A handful of FDA approved cosmetic facial fillers perform the same functions as Juvederm but have undesirable side effects. Some require allergy testing while others dissipate too quickly or are difficult for the doctor to use. But manufacturers, ever eager to please patients, develop newer and better fillers that remove fine lines, wrinkles and heavy skin folds. Juvederm is produced in a lab and contains no animal or human components so no allergy testing is necessary. Risks include possible bruising, swelling and infection, all of which are minimized by using a board certified dermatologist or plastic surgeon.

A University of Michigan university study on Restylane -- a chemical sibling of Juvederm -- showed the dermal filler was actually a triple threat. Restylane replaced lost collagen, stimulated new growth and slowed the loss of existing collagen. Because Juvederm and Restylane are related, Juvederm may offer the same effects. Before the study, most experts thought Restylane's physical volume caused the improved appearance in skin.

"From where I sit, asking to choose between Juvederm and Restylane is like asking to choose between BMW and Mercedes Benz," says board certified Austin dermatologist, Michael Coverman, M.D.

"However, I can say that Juvederm is soft and silky and a bit easier for the doctor to work with," says Dr. Coverman. "Areas corrected with Juvederm seem to be fuller, rounder and smoother."


The key to most dermal fillers is replacing collagen, the main connective tissue under the surface of the skin. We show aging in our faces when collagen fibers become damaged, old or dissipated. Then, the substance collapses, leaving wrinkles or heavy folds of skin in its place. Half a decade ago, facial plastic surgery was the best way to tighten facial skin to produce a more youthful look. Juvederm is mostly hyaluronic acid, a substance which also helps retain water, meaning facial skin becomes soft and smoother, thanks to the hydration.

Cosmetic Fillers

"I inject a lot of Juvederm in the lips, in the hollows under the eyes, in the 'Marionette lines' (the downturns at the corners of the mouth) and in the smile lines next to the mouth," says Benjamin J. Bassichis, M.D., a board certified plastic surgeon in Dallas. "Depending on the patient, I find Juvederm lasts six to nine months; it tends to last longer in locations away from the mouth where there is not so much movement."
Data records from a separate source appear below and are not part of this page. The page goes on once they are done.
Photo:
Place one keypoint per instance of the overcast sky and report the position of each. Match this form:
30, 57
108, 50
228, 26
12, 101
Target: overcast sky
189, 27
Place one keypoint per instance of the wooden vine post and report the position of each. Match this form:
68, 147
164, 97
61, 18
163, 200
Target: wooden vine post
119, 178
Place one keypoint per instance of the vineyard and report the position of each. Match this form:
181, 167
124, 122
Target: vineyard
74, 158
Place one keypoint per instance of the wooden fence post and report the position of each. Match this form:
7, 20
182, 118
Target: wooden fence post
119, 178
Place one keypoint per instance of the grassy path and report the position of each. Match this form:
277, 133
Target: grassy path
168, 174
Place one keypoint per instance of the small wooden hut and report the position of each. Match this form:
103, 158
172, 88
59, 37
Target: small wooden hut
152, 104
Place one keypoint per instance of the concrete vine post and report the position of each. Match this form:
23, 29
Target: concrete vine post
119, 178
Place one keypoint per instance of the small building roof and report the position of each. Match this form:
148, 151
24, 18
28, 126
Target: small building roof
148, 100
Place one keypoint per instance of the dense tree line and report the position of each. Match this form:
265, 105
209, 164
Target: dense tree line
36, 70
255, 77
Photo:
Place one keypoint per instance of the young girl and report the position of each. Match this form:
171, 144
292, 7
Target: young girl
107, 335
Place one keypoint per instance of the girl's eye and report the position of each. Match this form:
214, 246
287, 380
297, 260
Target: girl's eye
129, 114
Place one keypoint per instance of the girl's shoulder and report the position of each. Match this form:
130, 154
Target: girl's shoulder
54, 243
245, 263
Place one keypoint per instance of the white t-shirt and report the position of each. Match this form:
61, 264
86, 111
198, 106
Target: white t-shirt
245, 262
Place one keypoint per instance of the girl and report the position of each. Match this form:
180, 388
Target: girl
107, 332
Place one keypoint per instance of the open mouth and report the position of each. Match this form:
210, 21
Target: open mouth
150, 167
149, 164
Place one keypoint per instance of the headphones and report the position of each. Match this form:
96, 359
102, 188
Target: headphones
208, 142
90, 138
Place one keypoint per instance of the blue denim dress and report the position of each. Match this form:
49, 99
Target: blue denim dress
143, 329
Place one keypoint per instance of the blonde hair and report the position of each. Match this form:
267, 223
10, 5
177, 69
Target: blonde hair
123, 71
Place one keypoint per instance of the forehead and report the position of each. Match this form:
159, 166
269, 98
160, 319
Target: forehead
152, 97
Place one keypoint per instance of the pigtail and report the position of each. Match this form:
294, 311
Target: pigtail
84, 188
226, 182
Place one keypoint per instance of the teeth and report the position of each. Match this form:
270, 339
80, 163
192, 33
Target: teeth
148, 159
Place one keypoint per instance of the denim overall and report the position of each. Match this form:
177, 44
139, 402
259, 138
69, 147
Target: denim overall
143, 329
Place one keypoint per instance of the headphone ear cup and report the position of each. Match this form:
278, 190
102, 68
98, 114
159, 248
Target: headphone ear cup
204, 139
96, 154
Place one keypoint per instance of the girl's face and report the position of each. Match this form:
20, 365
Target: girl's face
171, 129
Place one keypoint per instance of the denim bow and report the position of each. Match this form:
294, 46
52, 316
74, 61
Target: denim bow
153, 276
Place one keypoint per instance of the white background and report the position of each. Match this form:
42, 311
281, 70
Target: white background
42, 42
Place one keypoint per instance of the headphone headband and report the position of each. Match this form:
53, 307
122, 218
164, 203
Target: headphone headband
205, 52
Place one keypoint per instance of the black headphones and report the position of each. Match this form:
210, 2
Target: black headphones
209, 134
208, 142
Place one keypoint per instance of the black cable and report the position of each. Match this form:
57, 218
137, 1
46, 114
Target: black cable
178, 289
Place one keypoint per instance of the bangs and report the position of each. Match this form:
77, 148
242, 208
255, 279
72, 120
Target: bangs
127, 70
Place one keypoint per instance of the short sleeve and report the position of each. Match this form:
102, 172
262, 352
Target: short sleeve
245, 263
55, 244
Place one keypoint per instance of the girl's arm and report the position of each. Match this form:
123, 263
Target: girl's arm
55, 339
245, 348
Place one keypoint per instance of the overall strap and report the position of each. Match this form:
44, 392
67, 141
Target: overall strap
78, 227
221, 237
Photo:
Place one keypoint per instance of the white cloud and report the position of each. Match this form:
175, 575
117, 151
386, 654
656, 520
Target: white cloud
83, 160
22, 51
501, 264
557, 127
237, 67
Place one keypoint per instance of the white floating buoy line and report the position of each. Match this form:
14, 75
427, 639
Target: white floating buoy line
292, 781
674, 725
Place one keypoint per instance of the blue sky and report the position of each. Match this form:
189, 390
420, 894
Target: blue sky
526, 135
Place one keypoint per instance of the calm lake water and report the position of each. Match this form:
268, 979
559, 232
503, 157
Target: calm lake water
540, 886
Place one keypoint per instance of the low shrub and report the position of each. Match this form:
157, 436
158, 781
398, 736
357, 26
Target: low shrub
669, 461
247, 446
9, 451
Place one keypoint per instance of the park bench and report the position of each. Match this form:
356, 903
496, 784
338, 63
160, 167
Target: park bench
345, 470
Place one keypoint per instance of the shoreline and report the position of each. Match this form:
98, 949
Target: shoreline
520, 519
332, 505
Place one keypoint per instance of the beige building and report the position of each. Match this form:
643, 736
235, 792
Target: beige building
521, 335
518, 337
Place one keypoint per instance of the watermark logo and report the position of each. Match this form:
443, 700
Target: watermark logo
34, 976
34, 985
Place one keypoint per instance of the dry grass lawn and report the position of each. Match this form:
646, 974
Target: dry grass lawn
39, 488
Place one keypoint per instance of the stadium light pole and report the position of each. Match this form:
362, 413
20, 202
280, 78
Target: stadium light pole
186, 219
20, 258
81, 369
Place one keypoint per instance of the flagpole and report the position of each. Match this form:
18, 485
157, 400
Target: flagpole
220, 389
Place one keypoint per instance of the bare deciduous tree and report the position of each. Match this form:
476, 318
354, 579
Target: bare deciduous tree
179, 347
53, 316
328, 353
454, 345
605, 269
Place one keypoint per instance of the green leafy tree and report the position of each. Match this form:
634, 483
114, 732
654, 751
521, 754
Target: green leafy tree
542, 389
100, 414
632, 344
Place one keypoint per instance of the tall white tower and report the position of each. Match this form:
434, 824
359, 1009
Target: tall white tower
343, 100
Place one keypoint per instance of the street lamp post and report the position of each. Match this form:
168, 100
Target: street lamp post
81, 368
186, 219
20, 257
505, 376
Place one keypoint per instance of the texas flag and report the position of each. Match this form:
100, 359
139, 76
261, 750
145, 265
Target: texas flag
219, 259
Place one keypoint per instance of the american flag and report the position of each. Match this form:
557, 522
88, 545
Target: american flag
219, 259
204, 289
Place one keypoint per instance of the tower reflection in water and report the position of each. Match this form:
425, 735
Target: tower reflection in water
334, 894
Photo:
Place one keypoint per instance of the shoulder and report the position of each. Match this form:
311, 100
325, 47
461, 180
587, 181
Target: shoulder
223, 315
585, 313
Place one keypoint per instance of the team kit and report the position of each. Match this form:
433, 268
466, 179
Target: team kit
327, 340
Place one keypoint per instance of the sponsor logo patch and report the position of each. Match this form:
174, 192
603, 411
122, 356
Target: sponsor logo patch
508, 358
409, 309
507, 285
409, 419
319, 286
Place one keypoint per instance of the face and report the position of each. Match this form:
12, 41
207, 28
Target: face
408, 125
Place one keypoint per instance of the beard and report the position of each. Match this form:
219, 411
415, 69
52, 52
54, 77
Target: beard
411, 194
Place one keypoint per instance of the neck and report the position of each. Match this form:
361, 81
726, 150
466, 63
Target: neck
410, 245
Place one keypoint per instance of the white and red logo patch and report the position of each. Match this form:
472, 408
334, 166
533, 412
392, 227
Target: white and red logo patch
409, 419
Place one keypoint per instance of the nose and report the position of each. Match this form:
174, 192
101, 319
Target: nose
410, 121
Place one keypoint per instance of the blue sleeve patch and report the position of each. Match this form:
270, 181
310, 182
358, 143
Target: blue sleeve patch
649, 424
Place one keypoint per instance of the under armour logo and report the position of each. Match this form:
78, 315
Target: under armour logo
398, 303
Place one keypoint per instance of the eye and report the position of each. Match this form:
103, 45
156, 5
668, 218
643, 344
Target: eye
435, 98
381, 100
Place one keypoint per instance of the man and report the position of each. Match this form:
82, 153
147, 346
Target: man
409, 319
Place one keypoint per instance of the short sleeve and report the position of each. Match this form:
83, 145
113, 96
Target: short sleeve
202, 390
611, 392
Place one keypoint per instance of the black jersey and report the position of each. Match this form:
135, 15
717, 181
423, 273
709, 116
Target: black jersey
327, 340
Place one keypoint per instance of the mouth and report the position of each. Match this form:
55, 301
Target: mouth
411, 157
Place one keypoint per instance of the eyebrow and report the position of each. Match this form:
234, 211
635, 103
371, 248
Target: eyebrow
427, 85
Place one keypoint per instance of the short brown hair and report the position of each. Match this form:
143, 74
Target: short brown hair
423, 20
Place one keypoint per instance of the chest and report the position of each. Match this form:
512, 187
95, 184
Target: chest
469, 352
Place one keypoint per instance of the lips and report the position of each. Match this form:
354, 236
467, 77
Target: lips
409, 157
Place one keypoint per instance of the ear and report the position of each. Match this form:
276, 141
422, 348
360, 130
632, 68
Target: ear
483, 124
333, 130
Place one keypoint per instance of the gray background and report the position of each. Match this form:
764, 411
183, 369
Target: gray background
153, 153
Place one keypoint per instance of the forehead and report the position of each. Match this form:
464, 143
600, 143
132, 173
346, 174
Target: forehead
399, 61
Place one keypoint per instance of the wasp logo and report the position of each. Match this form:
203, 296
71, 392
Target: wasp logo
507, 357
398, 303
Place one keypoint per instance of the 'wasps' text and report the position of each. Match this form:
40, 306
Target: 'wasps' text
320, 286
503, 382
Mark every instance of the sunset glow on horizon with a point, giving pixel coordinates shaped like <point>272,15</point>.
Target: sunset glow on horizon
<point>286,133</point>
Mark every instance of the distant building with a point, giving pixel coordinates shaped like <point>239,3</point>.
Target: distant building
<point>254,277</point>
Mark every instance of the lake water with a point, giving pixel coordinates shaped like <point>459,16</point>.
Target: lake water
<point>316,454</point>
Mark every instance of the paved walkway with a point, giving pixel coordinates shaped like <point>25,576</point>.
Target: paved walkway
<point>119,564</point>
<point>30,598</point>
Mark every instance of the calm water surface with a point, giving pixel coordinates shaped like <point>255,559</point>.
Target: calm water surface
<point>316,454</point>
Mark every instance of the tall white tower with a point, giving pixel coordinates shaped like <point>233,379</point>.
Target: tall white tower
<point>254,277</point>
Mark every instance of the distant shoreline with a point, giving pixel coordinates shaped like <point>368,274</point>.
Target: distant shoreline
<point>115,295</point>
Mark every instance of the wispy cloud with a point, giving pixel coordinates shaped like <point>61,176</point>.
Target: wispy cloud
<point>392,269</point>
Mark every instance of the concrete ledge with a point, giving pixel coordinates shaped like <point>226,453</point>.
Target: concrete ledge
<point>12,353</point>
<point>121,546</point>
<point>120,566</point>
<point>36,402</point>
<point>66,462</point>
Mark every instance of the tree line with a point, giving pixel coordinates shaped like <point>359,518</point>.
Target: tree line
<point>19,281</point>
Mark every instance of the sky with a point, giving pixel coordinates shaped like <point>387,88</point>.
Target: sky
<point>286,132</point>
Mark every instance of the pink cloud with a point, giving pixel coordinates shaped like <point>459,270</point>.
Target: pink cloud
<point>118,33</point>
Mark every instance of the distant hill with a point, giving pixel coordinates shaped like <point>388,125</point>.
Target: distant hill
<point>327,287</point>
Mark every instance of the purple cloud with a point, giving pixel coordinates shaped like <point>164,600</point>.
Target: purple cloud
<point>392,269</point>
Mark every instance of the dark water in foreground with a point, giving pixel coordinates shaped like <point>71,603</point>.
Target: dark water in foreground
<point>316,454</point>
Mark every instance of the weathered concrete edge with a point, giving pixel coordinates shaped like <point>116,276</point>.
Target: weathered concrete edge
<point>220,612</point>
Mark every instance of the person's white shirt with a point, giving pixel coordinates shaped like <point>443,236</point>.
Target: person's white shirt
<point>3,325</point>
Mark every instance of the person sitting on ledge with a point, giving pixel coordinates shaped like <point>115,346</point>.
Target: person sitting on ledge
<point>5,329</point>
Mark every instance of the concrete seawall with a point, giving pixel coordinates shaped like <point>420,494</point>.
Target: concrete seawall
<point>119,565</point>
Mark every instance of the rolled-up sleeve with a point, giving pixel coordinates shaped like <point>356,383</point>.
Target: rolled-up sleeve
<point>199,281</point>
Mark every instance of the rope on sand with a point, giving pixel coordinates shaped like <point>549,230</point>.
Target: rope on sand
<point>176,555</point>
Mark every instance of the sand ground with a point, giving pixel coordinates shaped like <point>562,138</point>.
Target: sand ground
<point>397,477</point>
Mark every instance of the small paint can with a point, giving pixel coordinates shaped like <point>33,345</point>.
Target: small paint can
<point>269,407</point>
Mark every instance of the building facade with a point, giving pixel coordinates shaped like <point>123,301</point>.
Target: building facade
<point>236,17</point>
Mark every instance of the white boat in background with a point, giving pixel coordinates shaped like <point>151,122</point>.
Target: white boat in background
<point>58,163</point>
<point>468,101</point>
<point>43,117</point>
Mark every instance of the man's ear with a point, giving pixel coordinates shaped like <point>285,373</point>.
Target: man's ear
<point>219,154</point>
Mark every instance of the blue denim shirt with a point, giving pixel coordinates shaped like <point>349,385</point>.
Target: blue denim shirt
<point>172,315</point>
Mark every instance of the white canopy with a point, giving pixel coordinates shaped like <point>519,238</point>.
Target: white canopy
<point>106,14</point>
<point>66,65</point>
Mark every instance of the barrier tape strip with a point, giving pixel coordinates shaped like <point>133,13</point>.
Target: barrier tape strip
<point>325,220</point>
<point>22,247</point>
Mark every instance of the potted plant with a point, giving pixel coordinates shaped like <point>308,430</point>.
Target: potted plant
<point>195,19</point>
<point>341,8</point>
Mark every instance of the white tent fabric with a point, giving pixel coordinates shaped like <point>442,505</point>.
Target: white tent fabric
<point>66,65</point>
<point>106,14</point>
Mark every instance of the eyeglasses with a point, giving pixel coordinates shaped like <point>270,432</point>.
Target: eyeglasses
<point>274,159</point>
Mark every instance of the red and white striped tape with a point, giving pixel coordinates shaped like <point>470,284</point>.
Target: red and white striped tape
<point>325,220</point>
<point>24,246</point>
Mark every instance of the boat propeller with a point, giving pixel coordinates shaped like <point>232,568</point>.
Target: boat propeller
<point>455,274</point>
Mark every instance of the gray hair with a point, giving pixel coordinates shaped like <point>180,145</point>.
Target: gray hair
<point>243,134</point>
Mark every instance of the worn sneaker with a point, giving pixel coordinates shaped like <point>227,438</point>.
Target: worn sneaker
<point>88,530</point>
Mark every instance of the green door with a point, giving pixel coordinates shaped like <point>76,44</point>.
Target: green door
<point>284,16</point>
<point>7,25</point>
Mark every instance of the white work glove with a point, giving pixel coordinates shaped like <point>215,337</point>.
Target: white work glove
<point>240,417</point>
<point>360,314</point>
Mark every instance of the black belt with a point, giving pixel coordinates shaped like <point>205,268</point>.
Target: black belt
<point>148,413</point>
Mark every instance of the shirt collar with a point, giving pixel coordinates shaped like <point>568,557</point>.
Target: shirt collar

Dr. Bassichis is on the Juvederm National Education Faculty and trains other physicians on using Botox and Juvederm.

Allergan says Juvederm lasts somewhat longer in the body because the substance is chemically cross-linked.

"I explain cross-linking by asking patients to imagine Juvederm as a hammock," says Dr. Decherd. "In this hammock, the fibers not only run up and down, they also run across, making the hammock stronger."

Some patients and doctors like Juvederm because it can be used in several locations on the face and has a better comfort level than other fillers.

"Juvederm is also good for scar corrections and is not permanent facial filler which is a good thing in my opinion," says Dr. Coverman. "Some permanent fillers are now available and a few more are coming up for FDA approval.

"Permanent fillers can turn into permanent problems," says Dr. Coverman. "If you don't like the changes, you must wait two years for the substance to dissolve."

Allergan also offers Juvederm Ultra and Juvederm Ultra Plus, fillers that are said to be technogically advanced to provide more volume for deeper facial folds.